Dass Dir das nicht völlig egal sein kann, zeigt für mein Dafürhalten die Tatsache, dass Du nicht mit irgendwelchen Cormoran-Teleruten aus dem Billigssortiment angelst. Köder auswerfen und Fische drillen kannst Du mit denen nämlich auch. Die Frage ist nur wiederrum WIE. 

Ein Dacia Logan bringt mich von A nach B, ein TVR Griffith ebenso. Fragt sich nur... na Du weisst schon... 

Und wie weit jeder seine Messlatte anlegt, ist nun mal ´ne persönliche Sache. Das ist ja nicht nur eine Sache der Ruten für die Karpfenangelei, das zieht sich letztlich durch alle Hobbies.



			
				domainmike schrieb:
			
		

> ... es gibt natürlich auch Spezialangler, die täglich mit 50 Pfund-Karpfen zu tun haben  ... aber was ich von solchen "Anglern" halte steht ja in meiner Signatur #t



Danke, dass Du darauf nochmal aufmerksam machst...  
Ich hätte das sonst fast überlesen, viele andere sicherlich auch... |rolleyes


----------



## Zanderfänger (5. Mai 2006)

*AW: Beste Karpfenrute*



			
				Pilkman schrieb:
			
		

> Ein Dacia Logan bringt mich von A nach B


Somit erfüllt er in dieser Preisklasse auch hervorragend den Zweck! 

@domainmike

Weiter so, hast es richtig erkannt und der Apfel fällt bekanntlich nicht weit vom Stamm. ))


----------



## Carp4Fun (5. Mai 2006)

*AW: Beste Karpfenrute*



			
				Pilkman schrieb:
			
		

> ...Danke, dass Du darauf nochmal aufmerksam machst...
> Ich hätte das sonst fast überlesen, viele andere sicherlich auch... |rolleyes


:q :q :q #6 

Aber am allermeisten würd mich auch interessieren, was man tun muss, um so oft Angeln gehen zu können.

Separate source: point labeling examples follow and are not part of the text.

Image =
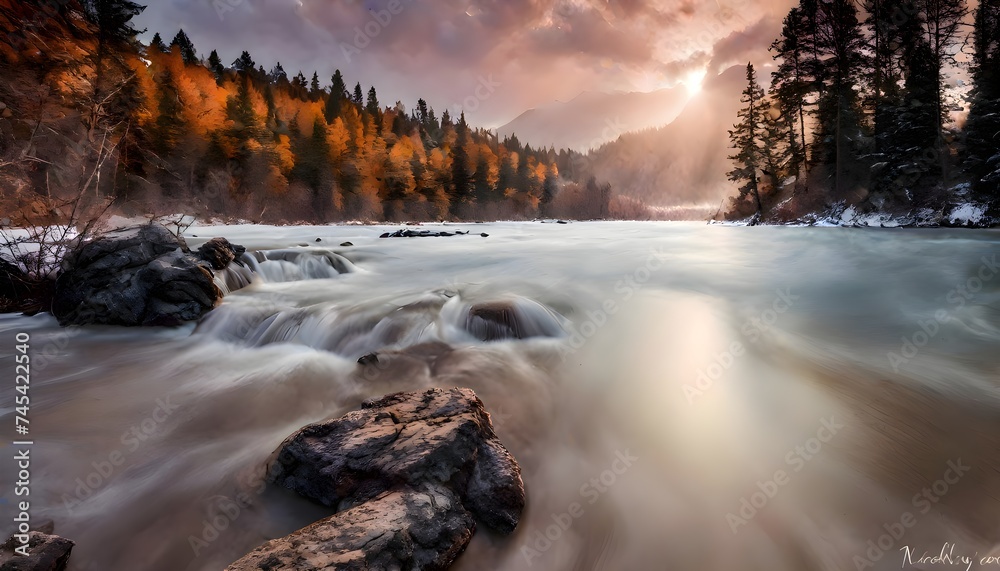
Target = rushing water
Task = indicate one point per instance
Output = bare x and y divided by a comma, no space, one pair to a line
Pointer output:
756,380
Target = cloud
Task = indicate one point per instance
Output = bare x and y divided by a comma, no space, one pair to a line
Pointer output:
537,50
744,45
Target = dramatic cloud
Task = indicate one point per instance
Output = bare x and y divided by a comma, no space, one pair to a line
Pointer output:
529,52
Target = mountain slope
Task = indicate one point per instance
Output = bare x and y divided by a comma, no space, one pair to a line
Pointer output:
592,119
683,162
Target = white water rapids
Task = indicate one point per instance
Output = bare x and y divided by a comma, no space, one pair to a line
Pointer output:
679,396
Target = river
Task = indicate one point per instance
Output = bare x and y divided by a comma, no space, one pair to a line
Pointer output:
685,397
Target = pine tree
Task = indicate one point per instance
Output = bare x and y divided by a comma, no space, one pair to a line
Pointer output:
183,43
215,65
113,19
422,112
169,127
982,155
338,95
244,64
372,106
315,93
841,43
461,177
745,138
157,43
278,74
792,85
942,18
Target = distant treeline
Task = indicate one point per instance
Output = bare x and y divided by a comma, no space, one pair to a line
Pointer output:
862,111
159,128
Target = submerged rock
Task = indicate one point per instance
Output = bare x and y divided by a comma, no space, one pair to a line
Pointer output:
424,234
219,253
143,275
406,529
411,472
45,553
439,436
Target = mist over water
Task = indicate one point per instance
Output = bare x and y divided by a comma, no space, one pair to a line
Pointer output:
652,379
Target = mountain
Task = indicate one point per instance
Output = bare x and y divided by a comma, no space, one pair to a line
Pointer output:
684,162
593,118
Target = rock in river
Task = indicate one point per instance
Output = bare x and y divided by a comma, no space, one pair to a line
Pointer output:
45,553
409,474
142,275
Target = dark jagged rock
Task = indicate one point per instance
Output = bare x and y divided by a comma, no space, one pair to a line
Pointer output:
423,529
219,253
424,234
15,287
45,553
142,275
438,436
411,474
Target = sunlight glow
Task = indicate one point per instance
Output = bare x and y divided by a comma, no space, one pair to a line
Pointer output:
693,80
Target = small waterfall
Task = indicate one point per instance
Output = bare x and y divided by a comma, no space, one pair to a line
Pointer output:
352,332
297,264
512,318
234,277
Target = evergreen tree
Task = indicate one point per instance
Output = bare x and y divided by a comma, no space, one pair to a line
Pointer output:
422,112
315,93
169,126
792,85
244,64
372,106
113,19
942,19
550,186
338,95
215,65
278,74
183,43
745,138
841,43
482,191
461,178
777,147
157,43
982,155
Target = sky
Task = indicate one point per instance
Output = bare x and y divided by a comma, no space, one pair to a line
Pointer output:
492,59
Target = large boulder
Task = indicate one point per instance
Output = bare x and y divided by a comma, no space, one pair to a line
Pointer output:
143,275
439,436
409,474
219,253
45,553
405,529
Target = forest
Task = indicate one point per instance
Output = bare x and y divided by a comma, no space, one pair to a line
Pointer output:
869,109
90,111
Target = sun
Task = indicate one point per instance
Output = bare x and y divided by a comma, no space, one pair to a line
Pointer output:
692,81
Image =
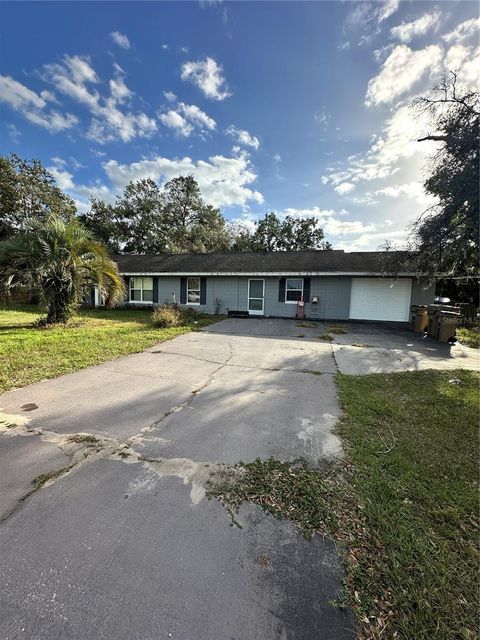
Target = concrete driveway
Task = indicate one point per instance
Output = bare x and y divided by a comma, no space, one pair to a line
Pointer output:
123,544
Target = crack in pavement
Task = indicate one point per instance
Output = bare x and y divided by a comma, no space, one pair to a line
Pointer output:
83,448
242,366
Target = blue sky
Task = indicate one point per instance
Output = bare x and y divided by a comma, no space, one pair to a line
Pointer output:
297,107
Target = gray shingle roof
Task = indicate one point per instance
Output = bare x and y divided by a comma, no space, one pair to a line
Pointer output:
287,262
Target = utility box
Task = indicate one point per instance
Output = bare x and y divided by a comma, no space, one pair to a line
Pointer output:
300,315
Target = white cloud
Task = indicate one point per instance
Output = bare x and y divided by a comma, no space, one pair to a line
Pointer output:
387,9
81,193
14,133
186,118
413,190
176,121
371,241
397,141
465,61
74,77
401,71
243,137
197,116
223,181
463,31
207,76
48,96
344,187
336,227
18,95
332,222
62,177
59,162
33,106
408,30
120,39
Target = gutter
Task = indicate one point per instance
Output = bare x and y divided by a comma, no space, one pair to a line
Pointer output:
264,274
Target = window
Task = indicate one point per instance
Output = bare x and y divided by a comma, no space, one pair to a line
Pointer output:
141,289
293,290
193,290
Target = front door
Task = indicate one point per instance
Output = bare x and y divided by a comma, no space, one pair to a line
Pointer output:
256,295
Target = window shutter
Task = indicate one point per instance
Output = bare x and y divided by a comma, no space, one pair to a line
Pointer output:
306,289
183,291
203,291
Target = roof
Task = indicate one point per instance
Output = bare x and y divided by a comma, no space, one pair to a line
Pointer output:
335,262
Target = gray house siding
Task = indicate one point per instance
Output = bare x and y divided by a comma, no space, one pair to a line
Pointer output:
423,291
231,292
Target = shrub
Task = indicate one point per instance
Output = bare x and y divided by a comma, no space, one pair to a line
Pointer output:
169,315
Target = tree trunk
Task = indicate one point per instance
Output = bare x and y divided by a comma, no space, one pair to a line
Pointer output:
59,308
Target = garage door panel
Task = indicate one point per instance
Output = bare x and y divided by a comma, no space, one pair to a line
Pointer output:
380,299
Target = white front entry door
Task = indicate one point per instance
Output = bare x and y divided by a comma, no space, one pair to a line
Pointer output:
256,296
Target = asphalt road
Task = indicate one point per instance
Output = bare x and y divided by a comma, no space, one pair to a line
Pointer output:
128,548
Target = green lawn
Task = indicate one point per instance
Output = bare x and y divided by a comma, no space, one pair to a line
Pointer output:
29,354
412,440
469,337
402,504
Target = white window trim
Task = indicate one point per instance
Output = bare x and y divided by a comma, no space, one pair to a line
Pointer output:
194,304
286,289
130,288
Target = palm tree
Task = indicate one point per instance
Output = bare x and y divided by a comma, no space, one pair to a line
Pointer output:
62,261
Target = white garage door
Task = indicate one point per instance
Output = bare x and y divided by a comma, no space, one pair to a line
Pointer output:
380,299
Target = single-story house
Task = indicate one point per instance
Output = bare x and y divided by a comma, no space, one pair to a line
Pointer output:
334,285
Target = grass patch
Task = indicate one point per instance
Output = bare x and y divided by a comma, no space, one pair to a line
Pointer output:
412,441
291,489
84,438
469,337
29,354
403,502
339,331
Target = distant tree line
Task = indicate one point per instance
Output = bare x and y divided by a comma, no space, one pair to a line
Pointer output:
146,218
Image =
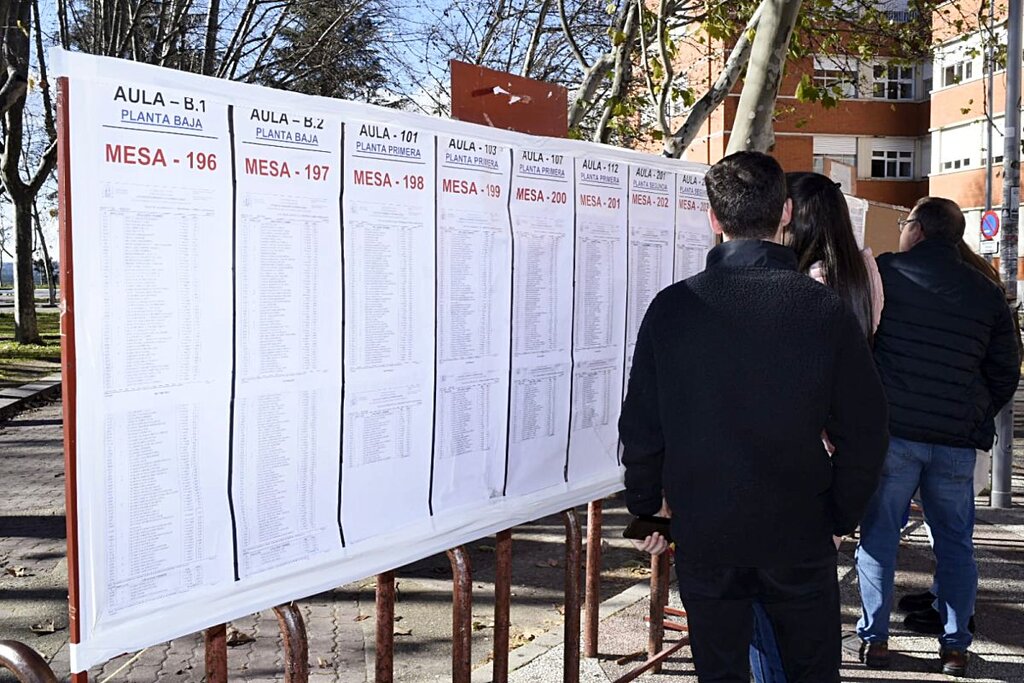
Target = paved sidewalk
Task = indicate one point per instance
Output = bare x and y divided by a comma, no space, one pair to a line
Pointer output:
340,623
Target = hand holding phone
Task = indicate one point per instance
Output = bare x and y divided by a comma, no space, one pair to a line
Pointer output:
645,525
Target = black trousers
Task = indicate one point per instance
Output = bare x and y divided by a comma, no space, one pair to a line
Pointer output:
802,602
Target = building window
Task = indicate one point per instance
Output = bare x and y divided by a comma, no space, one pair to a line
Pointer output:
837,81
892,82
819,161
892,164
953,74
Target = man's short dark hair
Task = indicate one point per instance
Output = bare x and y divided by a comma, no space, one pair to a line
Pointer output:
747,190
939,218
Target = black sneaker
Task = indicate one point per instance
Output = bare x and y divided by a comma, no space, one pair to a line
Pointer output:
927,622
953,662
915,601
875,655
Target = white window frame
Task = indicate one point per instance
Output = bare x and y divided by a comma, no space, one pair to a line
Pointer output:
829,73
884,84
896,157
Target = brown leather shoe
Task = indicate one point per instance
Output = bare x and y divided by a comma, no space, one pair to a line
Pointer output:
953,662
875,655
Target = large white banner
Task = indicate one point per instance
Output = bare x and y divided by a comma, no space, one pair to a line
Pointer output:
317,340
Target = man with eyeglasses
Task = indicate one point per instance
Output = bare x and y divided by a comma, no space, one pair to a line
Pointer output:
946,350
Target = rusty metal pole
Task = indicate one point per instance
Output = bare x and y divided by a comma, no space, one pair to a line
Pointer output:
658,591
595,514
503,594
384,667
462,614
573,550
216,653
25,663
293,632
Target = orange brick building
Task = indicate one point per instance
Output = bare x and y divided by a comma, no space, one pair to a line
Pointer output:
958,116
880,127
908,131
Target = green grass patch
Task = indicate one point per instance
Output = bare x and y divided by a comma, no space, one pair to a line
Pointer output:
20,364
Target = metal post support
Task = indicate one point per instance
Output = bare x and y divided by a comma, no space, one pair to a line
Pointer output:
25,663
462,615
293,632
503,596
384,667
216,653
595,516
573,552
1003,457
658,592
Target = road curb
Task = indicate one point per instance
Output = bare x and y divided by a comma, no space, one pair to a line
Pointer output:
15,399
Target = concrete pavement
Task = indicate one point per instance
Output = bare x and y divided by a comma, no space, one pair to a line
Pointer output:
340,623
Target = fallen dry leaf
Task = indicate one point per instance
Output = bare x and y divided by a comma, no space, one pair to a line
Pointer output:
44,628
236,638
633,656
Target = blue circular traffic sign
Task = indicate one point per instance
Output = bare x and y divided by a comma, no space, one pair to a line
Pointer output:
990,224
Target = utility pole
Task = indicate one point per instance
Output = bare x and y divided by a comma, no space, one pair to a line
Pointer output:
990,104
1003,457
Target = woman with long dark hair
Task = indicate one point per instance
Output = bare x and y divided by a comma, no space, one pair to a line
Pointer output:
821,233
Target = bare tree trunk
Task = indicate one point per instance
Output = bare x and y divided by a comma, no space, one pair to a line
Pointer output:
50,285
16,51
26,324
676,145
753,128
535,38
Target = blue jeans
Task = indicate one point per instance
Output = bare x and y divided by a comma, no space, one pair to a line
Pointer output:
766,663
945,475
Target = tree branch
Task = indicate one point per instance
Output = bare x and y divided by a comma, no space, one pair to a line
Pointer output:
677,143
46,164
569,38
13,89
535,39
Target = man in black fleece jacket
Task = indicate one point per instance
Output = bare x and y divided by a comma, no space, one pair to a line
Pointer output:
946,351
736,373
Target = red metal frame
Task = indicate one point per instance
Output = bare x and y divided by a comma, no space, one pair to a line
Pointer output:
68,363
462,614
216,653
503,597
595,517
384,609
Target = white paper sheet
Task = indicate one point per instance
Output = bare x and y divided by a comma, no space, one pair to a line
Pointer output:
474,308
858,217
599,314
156,318
542,319
153,330
287,418
388,218
652,237
693,235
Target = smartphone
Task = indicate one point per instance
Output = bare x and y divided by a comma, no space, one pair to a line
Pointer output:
644,525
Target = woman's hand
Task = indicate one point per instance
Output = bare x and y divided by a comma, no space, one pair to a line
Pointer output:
653,544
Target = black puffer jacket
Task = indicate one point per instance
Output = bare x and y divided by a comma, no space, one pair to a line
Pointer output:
945,349
736,372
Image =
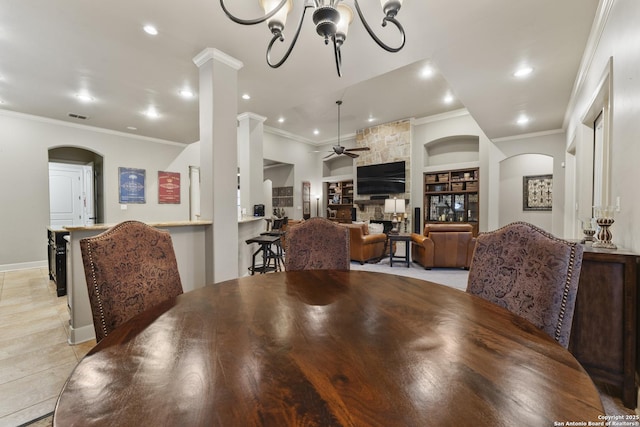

Was mache ich falsch?|kopfkrat :m 
Rein rechnerisch bleibt ja für alle sonstigen Beschäftigungen nicht gerade viel Zeit übrig, wenn die Köder 10-24 Stunden/ Tag im Wasser liegen...


----------



## squid (5. Mai 2006)

*AW: Beste Karpfenrute*

Moin#h ,

um mal auf die erste Frage zurück zu kommen: Ich fische seit ca.8 Jahren die Century SP  in 12ft und 2,75 lbs TC. Die fällt strammer aus als angegeben, ist aber ein genialer Stock. Schwere Bleie sind absolut kein Problem, PVA-Stringer und PVA-Beutel lassen sich auch noch ganz gut werfen. Und obwohl die Rute nicht grade eine parabolische Aktion hat, sind Ausschlitzer sehr, sehr selten. Dafür kann man mit der Rute die Fische vor Hindernissen sehr gut ausbremsen. 

Ich fische die eigentlich in fast jeder Situation, bisher NULL Probleme. 

Ausserdem fürs leichtere in Hindernissfreien Gewässern noch zwei "alte" Armalite CPT 12ft, 2,25 lbs. Fallen weich aus, mit parabolischer Aktion. 
Das richtige zum "rumspielen". Allerdings ist da natürlich mit PVA-Beuteln und Stringern nicht so der Hit zu werfen.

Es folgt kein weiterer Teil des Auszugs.